The Eagles are still drafting like a contender, but this is the point where contenders can start making expensive mistakes. The top of the roster is still strong enough to win. The question is whether the next layer stays strong enough to support it.
You can see where the pressure points are forming. A.J. Brown’s future keeps coming up for a reason. Tight end Dallas Goedert is back, but not in a way that feels permanent. Edge rusher still needs more juice. Safety is unsettled. The offensive line is still a strength, but succession planning never stops in Philadelphia, especially with older and more expensive core pieces all over the roster.
That is why the draft board makes so much sense here. At No. 23, Keldric Faulk (edge, Auburn) would be the kind of value pick general manager Howie Roseman usually jumps on if he gets the chance. Caleb Lomu (offensive tackle, Utah) fits the longer-term tackle pipeline. Kenyon Sadiq (tight end, Oregon) would give them a real answer to the inevitable questions about life after Goedert. Akheem Mesidor (edge, Miami) and Cashius Howell (edge, Texas A&M) also fit if the priority is keeping the pass rush pipeline stocked.

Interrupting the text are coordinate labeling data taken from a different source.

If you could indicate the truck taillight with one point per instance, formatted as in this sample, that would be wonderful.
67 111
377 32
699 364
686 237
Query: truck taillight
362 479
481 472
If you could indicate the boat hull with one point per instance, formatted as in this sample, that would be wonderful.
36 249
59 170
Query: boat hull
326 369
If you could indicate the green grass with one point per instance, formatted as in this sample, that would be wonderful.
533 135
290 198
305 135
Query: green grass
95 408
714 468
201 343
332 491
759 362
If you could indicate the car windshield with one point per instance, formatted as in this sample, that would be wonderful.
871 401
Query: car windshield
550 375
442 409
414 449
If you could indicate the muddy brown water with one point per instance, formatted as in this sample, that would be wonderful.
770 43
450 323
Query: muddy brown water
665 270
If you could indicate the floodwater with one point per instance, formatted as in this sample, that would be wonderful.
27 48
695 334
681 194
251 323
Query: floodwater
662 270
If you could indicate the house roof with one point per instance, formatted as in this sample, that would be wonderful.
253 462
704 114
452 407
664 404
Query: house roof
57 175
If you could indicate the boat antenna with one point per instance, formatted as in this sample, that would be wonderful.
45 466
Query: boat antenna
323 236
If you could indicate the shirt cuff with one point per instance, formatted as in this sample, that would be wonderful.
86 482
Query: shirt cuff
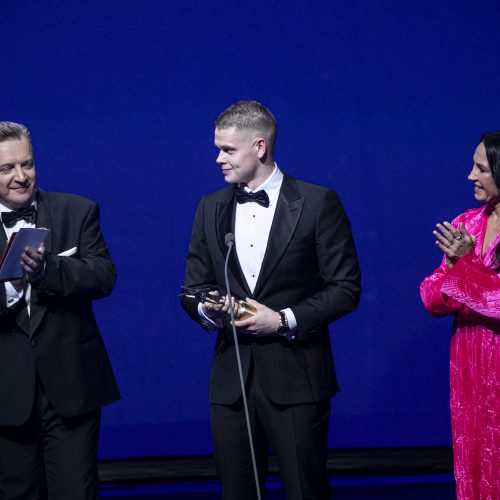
12 295
292 324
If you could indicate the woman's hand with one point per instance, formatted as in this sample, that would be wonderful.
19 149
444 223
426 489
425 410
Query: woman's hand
455 243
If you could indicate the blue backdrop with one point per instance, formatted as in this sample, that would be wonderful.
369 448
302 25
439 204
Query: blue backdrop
383 101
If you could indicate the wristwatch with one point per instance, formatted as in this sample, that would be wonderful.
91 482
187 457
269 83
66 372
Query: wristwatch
283 327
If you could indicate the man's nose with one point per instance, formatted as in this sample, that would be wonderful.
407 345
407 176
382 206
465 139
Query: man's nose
220 158
20 174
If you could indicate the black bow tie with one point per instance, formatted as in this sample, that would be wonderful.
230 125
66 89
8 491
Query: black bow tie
28 214
259 197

A trade back would open even more of the board. Max Iheanachor (offensive tackle, Arizona State) and Emmanuel McNeil-Warren (safety, Toledo) make more sense in that type of scenario. Day 2 also looks like a sweet spot for Eli Stowers (tight end, Vanderbilt), Max Klare (tight end, Ohio State), Derrick Moore (edge, Michigan), or Zakee Wheatley (safety, Penn State). Those are the types of players who would not need to carry the draft, but could help keep the roster from thinning out in spots that quietly become important by November.

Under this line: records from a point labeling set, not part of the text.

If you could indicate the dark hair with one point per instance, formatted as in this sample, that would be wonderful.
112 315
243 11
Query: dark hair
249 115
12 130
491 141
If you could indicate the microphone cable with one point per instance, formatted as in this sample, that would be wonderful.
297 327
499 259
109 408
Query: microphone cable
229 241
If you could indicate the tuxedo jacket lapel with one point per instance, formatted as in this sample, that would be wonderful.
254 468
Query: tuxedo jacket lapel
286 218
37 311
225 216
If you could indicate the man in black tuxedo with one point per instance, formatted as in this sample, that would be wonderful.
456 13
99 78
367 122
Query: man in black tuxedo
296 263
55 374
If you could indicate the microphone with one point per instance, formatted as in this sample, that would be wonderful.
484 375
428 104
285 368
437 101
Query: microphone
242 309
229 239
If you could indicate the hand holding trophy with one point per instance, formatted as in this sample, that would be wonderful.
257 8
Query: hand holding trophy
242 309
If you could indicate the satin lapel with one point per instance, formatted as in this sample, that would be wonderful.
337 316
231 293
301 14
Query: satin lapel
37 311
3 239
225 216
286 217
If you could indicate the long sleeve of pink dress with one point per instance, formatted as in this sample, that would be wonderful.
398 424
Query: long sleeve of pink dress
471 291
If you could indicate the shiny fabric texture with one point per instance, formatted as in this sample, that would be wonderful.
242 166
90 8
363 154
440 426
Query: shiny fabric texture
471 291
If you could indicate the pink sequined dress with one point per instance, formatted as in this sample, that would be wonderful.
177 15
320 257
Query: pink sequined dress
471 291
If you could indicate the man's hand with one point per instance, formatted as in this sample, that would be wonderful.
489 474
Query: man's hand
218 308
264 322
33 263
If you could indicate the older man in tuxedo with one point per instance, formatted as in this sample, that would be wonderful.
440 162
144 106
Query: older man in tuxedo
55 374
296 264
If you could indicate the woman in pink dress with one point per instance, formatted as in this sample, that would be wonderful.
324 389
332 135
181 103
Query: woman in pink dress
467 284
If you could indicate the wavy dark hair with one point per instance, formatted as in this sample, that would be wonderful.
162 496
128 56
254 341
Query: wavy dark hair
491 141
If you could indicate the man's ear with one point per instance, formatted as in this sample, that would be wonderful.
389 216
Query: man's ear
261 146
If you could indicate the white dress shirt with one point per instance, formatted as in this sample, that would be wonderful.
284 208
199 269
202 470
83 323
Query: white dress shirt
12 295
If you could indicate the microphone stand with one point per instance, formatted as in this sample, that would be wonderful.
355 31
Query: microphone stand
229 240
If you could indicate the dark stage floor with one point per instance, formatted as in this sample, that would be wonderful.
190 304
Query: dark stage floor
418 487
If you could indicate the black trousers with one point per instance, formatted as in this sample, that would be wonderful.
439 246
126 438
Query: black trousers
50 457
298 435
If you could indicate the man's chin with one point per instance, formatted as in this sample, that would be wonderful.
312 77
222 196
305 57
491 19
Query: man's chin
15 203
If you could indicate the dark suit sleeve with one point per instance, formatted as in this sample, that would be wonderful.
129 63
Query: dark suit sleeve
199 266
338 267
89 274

The Brown situation hangs over all of this. If something actually happens after June 1, wide receiver becomes a different conversation. Until then, this looks much more like a reload than a shake-up.
Philadelphia does not need fireworks here. Another useful draft, another couple of contributors, and another year of keeping the machine stocked would do plenty.

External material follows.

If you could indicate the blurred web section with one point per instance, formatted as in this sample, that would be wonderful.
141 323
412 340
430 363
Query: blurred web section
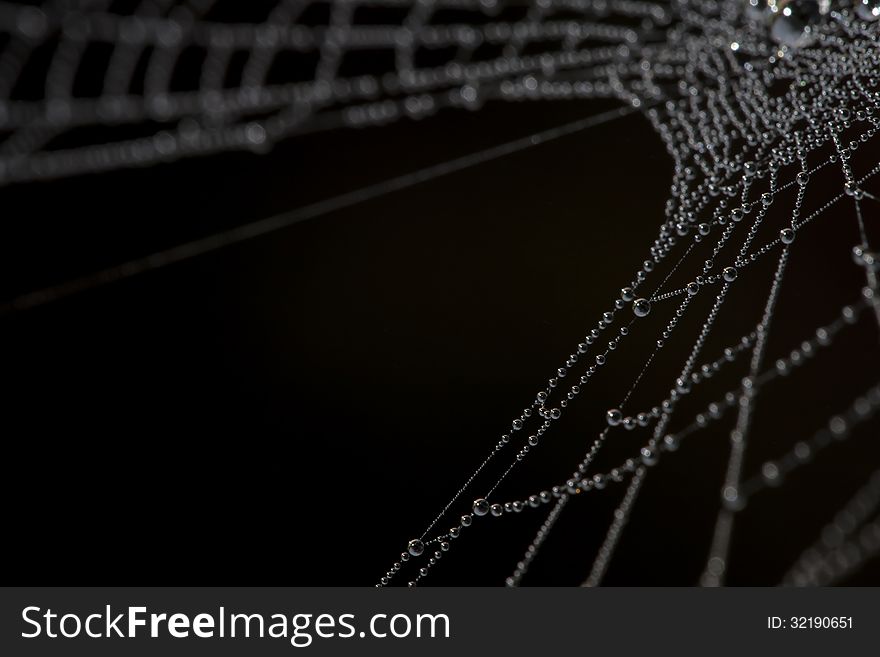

Washington already handled a lot of the basic roster repair in free agency. The Commanders got younger, faster, and deeper in several places, especially on defense. That gives them a much cleaner runway into the draft than they had a year ago.
The question now is simpler. Who is the player at No. 7 who changes something?
The nice part for Washington is it does not look boxed into one obvious need. General manager Adam Peters has said as much, and the roster backs him up. The Commanders can go offense or defense without it feeling forced, which is exactly where a team wants to be with a top-10 pick.
Jeremiyah Love (running back, Notre Dame) is the cleanest offensive answer if he gets there. Washington still needs another playmaker defenses actually fear alongside Terry McLaurin, and Love would change the shape of the offense immediately as both a runner and receiver. He also fits the more balanced direction this offense appears to be taking under David Blough.
There are strong defensive cases too. Sonny Styles (linebacker, Ohio State) would give them a true every-down weapon in the middle of the defense. David Bailey (edge, Texas Tech) would bring the kind of explosiveness this front still lacks. Caleb Downs (safety, Ohio State), Rueben Bain Jr. (edge, Miami), Mansoor Delane (cornerback, LSU), Carnell Tate (wide receiver, Ohio State), and Makai Lemon (wide receiver, USC) all fit depending on how the board breaks.
That is what makes Washington interesting here. This does not have to be a patch job. It should be a pick that raises the ceiling. Maybe that is Love giving quarterback Jayden Daniels another problem-solver on offense. Maybe it is Styles giving the defense more speed and range. Maybe it is Bailey finally giving them the kind of edge threat they have been missing.
Whatever direction they go, the pick should feel like it changes the way opponents prepare for them.